Class SolrTmFilter

  • All Implemented Interfaces:
    AutoCloseable, Iterator<net.sf.okapi.common.Event>, net.sf.okapi.common.filters.IFilter

    public class SolrTmFilter
    extends net.sf.okapi.common.filters.AbstractFilter
    Streaming Solr translation memory filter designed for large-scale TM operations. Leverages Solr's deep paging capabilities through cursor marks to efficiently process millions of translation units without exhausting heap memory. This filter transforms Solr query results into Okapi event streams suitable for integration with translation processing pipelines. Documents are retrieved in configurable page sizes and processed incrementally, making it ideal for production environments with substantial translation memory databases.
    • Field Summary

      • Fields inherited from interface net.sf.okapi.common.filters.IFilter

        SUB_FILTER
    • Constructor Summary

      Constructors 
      Constructor Description
      SolrTmFilter​(org.apache.solr.client.solrj.SolrClient solrClient, String tmCollection, UUID tmId)
      Constructs a streaming filter for a specific translation memory.
    • Method Summary

      All Methods Instance Methods Concrete Methods 
      Modifier and Type Method Description
      void close()
      Terminates the filter and releases associated resources.
      long estimateTotalSegments()
      Queries Solr for the total count of matching segments without retrieval.
      org.apache.solr.client.solrj.SolrQuery getQuery()
      Provides read access to the query configuration.
      String getTmCollection()
      Returns the collection name being queried.
      UUID getTmId()
      Returns the translation memory identifier.
      boolean hasNext()
      Indicates whether more events are available in the processing stream.
      boolean isActive()
      Indicates whether the filter is currently active.
      net.sf.okapi.common.Event next()
      Retrieves the next event from the processing stream.
      void open​(net.sf.okapi.common.resource.RawDocument input)
      Activates the filter and establishes the streaming connection to Solr.
      • Methods inherited from class net.sf.okapi.common.filters.AbstractFilter

        addConfiguration, cancel, createFilterWriter, createSkeletonWriter, getConfiguration, getConfigurations, getDisplayName, getDocumentId, getDocumentName, getEncoderManager, getEncoding, getMimeType, getName, getNewlineType, getParameters, getParameters, getParametersClassName, getParentId, getSrcLoc, getTrgLoc, isCanceled, isGenerateSkeleton, isMultilingual, open, removeConfiguration, setFilterConfigurationMapper, setMimeType, setOptions, setParameters, setParentId, setSrcLoc, setTrgLoc
      • Methods inherited from interface net.sf.okapi.common.filters.IFilter

        stream
    • Constructor Detail

      • SolrTmFilter

        public SolrTmFilter​(org.apache.solr.client.solrj.SolrClient solrClient,
                            String tmCollection,
                            UUID tmId)
        Constructs a streaming filter for a specific translation memory.
        Parameters:
        solrClient - Connection to the Solr instance
        tmCollection - Target translation memory collection
        tmId - Translation memory identifier to filter by
        Throws:
        IllegalArgumentException - if any required parameter is null
    • Method Detail

      • open

        public void open​(net.sf.okapi.common.resource.RawDocument input)
        Activates the filter and establishes the streaming connection to Solr.
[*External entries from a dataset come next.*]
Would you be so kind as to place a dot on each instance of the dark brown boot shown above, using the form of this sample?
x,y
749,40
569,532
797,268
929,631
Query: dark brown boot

Validates connectivity before initializing the document iterator.
        Parameters:
        input - Raw document wrapper providing filter context
        Throws:
        net.sf.okapi.common.exceptions.OkapiException - if Solr connectivity fails
      • hasNext

        public boolean hasNext()
        Indicates whether more events are available in the processing stream.
        Returns:
        true if additional events can be retrieved
      • next

        public net.sf.okapi.common.Event next()
        Retrieves the next event from the processing stream. Emits document boundary markers and text unit events in sequence.
        Returns:
        The next available event
        Throws:
        NoSuchElementException - when the stream is depleted
      • close

        public void close()
        Terminates the filter and releases associated resources. The Solr client remains open as it's externally managed.
        Specified by:
        close in interface AutoCloseable
        Specified by:
        close in interface net.sf.okapi.common.filters.IFilter
        Overrides:
        close in class net.sf.okapi.common.filters.AbstractFilter
      • estimateTotalSegments

        public long estimateTotalSegments()
                                   throws net.sf.okapi.common.exceptions.OkapiException
        Queries Solr for the total count of matching segments without retrieval. Useful for displaying progress indicators or estimating resource needs.
        Returns:
        Total segment count matching the query
        Throws:
        net.sf.okapi.common.exceptions.OkapiException - if the count operation fails
      • getTmCollection

        public String getTmCollection()
        Returns the collection name being queried.
        Returns:
        Solr collection identifier
      • getTmId

        public UUID getTmId()
        Returns the translation memory identifier.
        Returns:
        TM ID being filtered
      • getQuery

        public org.apache.solr.client.solrj.SolrQuery getQuery()
        Provides read access to the query configuration.
        Returns:
        Copy of the configured query
      • isActive

        public boolean isActive()
        Indicates whether the filter is currently active.
        Returns:
        true if filter is operational